Numerical simulation for anisotropic-diffusion convection reaction problems of inhomogeneous media

• Published in: Journal of physics. Conference series Vol. 1341; no. 8; pp. 82013 - 82026
• Main Authors: Jalil, A R, Azis, M I, Amir, S, Bahri, M, Hamzah, S
• Format: Journal Article
• Language: English
• Published: Bristol IOP Publishing 01.10.2019
• Subjects: Anisotropy; Boundary element method; Boundary integral method; Boundary value problems; Coefficients; Convection; Inhomogeneity; Inhomogeneous media; Integral equations; Physics
• ISSN: 1742-6588; 1742-6596
• DOI: 10.1088/1742-6596/1341/8/082013

A boundary element method (BEM) is utilized to find numerical solutions to boundary value problems of inhomogeneous media governed by a spatially varying coefficients anisotropic-diffusion convection-reaction equation.

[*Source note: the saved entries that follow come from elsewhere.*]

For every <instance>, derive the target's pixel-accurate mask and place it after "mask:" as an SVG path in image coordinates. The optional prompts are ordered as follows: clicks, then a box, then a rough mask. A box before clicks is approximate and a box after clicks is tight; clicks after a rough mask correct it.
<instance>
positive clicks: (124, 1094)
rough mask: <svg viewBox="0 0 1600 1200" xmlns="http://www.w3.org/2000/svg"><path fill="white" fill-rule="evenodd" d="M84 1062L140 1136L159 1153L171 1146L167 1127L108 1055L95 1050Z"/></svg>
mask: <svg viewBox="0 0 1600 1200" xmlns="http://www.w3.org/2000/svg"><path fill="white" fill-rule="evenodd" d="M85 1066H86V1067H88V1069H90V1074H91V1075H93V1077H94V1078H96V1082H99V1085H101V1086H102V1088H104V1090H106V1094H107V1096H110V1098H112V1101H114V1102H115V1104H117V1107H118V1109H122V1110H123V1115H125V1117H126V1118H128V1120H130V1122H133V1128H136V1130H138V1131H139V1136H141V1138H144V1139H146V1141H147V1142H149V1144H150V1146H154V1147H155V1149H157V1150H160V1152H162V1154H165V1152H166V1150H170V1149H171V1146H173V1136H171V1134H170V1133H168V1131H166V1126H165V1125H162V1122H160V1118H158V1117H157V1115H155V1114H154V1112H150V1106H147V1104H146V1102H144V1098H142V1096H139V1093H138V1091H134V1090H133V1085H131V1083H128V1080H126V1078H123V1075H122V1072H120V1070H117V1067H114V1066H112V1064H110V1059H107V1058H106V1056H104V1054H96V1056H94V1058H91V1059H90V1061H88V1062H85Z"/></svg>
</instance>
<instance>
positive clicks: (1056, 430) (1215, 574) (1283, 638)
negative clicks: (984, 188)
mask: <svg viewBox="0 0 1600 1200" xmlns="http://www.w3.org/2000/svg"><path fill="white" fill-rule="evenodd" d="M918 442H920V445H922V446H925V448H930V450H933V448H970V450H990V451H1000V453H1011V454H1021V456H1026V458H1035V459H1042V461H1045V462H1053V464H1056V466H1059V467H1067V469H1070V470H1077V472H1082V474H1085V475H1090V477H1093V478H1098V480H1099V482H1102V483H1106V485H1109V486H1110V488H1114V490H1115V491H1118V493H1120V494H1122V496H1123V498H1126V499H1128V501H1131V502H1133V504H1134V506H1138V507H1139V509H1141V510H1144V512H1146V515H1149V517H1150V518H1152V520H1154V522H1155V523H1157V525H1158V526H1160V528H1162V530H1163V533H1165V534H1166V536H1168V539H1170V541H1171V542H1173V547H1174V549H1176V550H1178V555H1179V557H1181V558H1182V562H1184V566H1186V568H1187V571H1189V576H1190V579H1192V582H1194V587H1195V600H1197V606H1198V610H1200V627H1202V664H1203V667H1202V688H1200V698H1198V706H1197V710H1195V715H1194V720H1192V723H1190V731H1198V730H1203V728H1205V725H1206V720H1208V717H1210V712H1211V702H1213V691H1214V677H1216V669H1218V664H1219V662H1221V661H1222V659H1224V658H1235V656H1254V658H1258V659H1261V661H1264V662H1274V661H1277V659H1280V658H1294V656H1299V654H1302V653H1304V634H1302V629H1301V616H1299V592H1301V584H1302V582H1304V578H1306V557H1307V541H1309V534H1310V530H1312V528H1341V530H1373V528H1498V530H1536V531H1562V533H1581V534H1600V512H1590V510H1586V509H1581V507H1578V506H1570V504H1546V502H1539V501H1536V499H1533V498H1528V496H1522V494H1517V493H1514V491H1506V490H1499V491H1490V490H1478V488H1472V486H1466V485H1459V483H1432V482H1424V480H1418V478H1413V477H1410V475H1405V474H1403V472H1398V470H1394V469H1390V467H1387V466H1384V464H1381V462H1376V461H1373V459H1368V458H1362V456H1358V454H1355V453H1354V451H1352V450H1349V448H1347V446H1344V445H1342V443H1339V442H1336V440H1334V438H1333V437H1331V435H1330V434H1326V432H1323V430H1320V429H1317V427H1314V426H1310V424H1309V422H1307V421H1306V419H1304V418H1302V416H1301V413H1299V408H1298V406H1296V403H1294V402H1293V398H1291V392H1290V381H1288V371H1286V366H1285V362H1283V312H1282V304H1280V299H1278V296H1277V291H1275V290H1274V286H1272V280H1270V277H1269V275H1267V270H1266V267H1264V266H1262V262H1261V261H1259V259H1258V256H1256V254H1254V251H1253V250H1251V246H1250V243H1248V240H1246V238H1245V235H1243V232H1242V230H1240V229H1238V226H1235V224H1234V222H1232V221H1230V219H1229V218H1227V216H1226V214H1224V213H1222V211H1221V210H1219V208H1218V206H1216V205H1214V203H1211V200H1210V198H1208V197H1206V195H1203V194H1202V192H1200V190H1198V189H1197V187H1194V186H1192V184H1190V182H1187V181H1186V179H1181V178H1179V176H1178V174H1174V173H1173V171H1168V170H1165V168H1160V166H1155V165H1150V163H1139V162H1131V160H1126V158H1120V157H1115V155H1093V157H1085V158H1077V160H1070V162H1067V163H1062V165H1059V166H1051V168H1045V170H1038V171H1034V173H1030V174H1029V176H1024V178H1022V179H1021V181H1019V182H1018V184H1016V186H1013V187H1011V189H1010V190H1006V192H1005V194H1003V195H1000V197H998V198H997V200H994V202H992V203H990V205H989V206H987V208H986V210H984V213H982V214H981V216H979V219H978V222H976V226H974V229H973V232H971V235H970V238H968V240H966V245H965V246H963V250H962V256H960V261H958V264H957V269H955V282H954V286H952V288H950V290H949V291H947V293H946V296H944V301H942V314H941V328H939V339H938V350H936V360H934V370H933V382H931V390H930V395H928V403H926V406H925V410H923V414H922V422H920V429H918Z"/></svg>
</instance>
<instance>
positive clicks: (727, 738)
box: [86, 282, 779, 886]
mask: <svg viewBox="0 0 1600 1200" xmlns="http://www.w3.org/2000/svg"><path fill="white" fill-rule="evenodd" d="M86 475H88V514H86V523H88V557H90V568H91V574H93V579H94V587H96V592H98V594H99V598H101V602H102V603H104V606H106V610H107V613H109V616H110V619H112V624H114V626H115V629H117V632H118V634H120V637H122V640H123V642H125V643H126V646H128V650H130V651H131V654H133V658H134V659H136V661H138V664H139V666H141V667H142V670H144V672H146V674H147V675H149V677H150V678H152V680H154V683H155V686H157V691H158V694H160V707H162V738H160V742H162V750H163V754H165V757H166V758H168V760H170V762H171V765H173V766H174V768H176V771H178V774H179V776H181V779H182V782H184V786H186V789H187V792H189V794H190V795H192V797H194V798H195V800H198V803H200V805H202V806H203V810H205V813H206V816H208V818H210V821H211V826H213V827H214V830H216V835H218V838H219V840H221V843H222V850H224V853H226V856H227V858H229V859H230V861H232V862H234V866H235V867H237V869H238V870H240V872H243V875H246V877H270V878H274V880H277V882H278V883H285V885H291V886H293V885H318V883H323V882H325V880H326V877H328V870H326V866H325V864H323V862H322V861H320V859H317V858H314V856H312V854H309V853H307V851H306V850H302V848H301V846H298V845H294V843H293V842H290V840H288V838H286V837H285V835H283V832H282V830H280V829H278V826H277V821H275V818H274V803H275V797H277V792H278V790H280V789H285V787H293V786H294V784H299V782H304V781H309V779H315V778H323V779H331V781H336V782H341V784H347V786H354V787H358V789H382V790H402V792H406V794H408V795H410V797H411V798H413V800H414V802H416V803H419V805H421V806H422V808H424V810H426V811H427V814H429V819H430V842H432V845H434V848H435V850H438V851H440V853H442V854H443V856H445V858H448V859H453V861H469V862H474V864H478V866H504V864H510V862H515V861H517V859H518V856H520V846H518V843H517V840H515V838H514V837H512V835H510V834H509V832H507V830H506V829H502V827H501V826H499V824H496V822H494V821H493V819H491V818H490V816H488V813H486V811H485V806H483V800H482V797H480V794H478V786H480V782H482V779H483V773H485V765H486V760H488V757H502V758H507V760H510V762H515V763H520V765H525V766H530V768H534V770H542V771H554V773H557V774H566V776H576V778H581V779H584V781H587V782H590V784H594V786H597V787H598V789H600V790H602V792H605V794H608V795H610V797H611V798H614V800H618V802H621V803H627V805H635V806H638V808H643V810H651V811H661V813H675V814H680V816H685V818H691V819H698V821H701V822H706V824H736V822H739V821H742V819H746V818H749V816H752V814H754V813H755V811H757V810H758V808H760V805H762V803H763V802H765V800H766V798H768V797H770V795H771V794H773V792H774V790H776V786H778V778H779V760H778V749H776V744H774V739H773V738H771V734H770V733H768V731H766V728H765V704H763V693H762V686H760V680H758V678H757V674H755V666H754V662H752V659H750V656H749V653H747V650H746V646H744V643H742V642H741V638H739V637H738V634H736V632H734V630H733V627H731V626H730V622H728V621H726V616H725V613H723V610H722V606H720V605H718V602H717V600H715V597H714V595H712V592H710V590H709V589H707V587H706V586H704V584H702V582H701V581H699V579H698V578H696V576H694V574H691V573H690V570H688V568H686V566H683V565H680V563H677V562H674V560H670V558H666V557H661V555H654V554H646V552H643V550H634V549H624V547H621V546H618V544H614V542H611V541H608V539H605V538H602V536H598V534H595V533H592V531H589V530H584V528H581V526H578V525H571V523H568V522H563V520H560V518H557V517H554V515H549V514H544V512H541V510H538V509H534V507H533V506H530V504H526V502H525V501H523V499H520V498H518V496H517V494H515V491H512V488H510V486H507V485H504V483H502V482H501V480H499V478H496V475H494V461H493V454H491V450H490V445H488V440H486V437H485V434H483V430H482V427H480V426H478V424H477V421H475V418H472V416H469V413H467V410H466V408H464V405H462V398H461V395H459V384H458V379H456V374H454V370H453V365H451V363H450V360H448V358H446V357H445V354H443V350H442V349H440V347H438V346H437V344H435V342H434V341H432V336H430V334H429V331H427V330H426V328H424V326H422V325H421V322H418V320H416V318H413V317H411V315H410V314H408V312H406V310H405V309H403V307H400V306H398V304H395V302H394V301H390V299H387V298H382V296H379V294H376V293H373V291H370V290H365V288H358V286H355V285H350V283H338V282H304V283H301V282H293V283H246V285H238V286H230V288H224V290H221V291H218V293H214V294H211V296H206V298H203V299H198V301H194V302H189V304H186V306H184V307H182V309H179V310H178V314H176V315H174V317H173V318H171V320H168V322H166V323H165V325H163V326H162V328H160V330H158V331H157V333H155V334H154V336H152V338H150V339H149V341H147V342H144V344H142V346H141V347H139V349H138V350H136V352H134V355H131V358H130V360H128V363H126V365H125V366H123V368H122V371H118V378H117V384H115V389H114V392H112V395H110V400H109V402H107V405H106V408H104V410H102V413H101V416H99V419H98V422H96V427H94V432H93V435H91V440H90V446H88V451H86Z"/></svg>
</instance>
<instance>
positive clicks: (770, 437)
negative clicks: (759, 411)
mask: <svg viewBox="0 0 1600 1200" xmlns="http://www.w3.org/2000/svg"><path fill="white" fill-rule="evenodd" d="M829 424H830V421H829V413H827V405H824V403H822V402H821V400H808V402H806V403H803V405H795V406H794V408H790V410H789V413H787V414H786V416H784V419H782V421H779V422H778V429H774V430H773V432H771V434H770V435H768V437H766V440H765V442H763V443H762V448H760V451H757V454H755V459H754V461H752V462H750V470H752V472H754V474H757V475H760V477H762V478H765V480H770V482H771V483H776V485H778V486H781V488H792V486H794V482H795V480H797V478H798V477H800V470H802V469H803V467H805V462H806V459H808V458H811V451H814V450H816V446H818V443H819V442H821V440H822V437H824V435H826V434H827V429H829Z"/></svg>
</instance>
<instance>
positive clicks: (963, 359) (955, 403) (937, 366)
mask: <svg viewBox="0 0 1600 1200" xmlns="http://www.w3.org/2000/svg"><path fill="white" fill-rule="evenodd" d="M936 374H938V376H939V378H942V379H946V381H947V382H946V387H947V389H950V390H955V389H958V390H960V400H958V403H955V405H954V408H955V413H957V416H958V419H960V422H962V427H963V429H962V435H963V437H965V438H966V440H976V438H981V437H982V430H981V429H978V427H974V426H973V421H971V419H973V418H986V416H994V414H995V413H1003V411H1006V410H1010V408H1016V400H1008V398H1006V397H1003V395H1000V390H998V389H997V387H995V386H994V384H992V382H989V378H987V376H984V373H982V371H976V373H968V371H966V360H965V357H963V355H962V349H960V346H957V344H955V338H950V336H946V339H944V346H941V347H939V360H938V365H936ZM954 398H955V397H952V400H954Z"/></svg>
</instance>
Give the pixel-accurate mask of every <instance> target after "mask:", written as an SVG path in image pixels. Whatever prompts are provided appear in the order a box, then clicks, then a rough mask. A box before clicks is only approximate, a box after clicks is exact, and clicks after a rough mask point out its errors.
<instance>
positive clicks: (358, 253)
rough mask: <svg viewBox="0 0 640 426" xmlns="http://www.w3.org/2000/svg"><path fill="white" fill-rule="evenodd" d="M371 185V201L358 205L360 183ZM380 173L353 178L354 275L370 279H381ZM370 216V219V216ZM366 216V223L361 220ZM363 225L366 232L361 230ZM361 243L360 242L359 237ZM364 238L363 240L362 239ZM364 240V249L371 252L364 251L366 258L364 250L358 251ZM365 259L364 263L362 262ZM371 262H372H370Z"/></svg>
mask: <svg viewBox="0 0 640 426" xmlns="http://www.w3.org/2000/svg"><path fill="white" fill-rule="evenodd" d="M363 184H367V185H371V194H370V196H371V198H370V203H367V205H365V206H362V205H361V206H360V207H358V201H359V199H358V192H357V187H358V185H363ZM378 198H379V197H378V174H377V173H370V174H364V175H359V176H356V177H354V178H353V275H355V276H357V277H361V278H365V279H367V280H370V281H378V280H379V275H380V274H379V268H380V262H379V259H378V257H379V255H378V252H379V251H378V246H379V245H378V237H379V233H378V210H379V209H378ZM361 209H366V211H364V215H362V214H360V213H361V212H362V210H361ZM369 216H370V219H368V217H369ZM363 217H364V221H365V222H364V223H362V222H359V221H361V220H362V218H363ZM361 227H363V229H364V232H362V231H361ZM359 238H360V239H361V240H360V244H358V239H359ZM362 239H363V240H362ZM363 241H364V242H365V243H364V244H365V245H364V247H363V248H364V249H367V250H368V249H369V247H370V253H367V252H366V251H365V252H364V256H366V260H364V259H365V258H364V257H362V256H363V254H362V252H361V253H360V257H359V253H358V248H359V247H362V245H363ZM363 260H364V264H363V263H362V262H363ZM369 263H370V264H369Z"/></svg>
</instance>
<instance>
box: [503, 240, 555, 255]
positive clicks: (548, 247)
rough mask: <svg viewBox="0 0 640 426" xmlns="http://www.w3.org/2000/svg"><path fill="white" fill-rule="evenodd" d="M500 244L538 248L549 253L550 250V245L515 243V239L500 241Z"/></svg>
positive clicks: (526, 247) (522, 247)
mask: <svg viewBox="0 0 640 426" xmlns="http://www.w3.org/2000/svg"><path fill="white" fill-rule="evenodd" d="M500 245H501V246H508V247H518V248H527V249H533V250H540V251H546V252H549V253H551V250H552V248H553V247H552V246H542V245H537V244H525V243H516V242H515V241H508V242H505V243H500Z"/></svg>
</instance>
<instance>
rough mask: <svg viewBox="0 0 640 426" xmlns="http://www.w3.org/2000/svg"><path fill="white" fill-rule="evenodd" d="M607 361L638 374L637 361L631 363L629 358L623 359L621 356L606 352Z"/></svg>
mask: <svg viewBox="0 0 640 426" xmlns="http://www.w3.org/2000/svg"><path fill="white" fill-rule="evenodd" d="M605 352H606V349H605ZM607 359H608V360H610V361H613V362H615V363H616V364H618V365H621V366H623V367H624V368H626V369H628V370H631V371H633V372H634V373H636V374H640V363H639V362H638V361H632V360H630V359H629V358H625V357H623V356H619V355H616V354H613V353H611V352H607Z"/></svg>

The variable coefficients equation is firstly transformed into a constant coefficients equation for which a boundary integral equation can be formulated. A BEM is then derived from the boundary integral equation. Some problems are considered. A FORTRAN script is developed for the computation of the solutions. The numerical solutions verify the validity of the analysis used to derive the boundary element method with accurate and consistent solutions. The computation shows that the BEM procedure elapses very efficient time in producing the solutions. In addition, results obtained for the considered examples show the effect of anisotropy and inhomogeneity of the media on the solutions. An example of a layered material is presented as an illustration of the application.